December 23-27, 2023: A Christmas vacation to my mom’s lakeside house in Plymouth (sans my dad, who is in California recovering from abdominal surgery). On Saturday, we arrive and set up; after I do groceries for the week, Jane and I sneak out for a lunch buffet at Rio Brazilian Steakhouse while Jordan naps with Grandma. On Sunday, we visit Plymouth Beach and Nelson Waterfront Park in the morning before I bake a Christmas ham (served with mashed potatoes, gravy/cranberry jam, and roasted vegetables). On Christmas Day, we take a brief morning walk in Morton Park, where I photograph Jordan playing with pine duff and acorns on the forest floor; in the evening, we see sunset at Plymouth Harbor and take photos with the light display at the Brewster Gardens. On Tuesday, Jordan naps in the car as we drive south to Falmouth. We visit the Nobska Point Light, Nobska Beach, and the Woods Hole Oceanographic Institute’s public aquarium (a lifelong dream of mine since studying oceanography with Jane in high school). After saying hello to Bubba the harbor seal and showing Jordan the fish tanks, we bring Jordan to his first ever sit-down restaurant experience (at Captain Kidd in Woods Hole). My mom has a lobster roll, while Jane and I share a fried platter and clam chowder in a breadbowl; Jordan eats his jar of mashed potatoes and scrambled eggs from home while maintaining eye contact with all the other patrons in the dining room. On Wednesday morning, we return home to Brookline in fairly heavy mid-week traffic.

December 28-31, 2023: A few days of re-centering while experiencing new things. We bring Jordan to do groceries, eat out again (twice - once at a Japanese market and once at an Indian buffet), visit several playgrounds, ride the T for the first time, and even attend his very first “gym” class.

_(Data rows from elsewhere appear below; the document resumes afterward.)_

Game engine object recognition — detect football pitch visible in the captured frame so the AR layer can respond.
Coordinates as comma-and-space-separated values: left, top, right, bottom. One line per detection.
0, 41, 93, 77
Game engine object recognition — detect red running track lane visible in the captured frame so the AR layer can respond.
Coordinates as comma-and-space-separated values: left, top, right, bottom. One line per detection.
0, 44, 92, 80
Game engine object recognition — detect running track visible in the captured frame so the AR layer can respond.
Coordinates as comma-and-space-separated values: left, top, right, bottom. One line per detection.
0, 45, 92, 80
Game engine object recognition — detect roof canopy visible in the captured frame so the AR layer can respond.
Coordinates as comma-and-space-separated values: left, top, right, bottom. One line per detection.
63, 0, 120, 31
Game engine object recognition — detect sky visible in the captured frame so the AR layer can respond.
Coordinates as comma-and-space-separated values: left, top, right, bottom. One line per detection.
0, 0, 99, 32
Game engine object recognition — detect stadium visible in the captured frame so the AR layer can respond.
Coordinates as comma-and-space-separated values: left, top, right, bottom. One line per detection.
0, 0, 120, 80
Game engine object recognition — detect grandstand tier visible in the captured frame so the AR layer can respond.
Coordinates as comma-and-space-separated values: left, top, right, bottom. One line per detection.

The poor child is exhausted and burnt-out after a week of firsts, so we ring in the new year with a very quiet day doing his favorite thing - playing with Mama at home.



Plymouth: Weekend at 阿媽's

On the second weekend of October, due to rain and slow color change in the Pioneer Valley, we jettison our original plans to take Jordan on a weekend bender to the Quabbin Reservoir, and instead drop in on my mom’s little place in Plymouth, to spend a weekend with the grandparents. After a nice drive south along 93S and Route 3 (during which Jordan naps in the car), we arrive at the lakeside house bedside the Barrington Sea, disgorging the baby and our car load of baby equipment. Jordan crawls around in the living room and my parents take him to explore the house as Jane and I set up his travel crib in the downstairs guest room. Afterward, we go out to visit the Pilgrim Monument on a hilltop overlooking Plymouth, followed by a brief visit to the Mayflower in Plymouth Harbour. Along the way, I take some portraits of Jordan and family using my tripod setup. We takeout a nice seafood lunch (lobster rolls, fried seafood, and clam cakes) at Wood’s Seafood; we enjoy this back at home, with Jordan slurping on pureed peach and chicken-and-vegetables in his booster seat. In the afternoon, with Jordan down for his second nap of the day, my mom and I head out to buy groceries for dinner, and a day-early cake for Jane’s 33rd birthday. After a brief visit to nearby Morton Park (and family portraits beneath a tupelo tree with striking red foliage), we cook up a one-pot minestrone with egg noodle pasta and sliced cod fillet. We enjoy this with Jane’s birthday cake (a flowery pink icing-covered affair of a chocolate cake, completed by a shark candle), followed by an early night and a drive back to Boston after Jordan’s breakfast the next morning.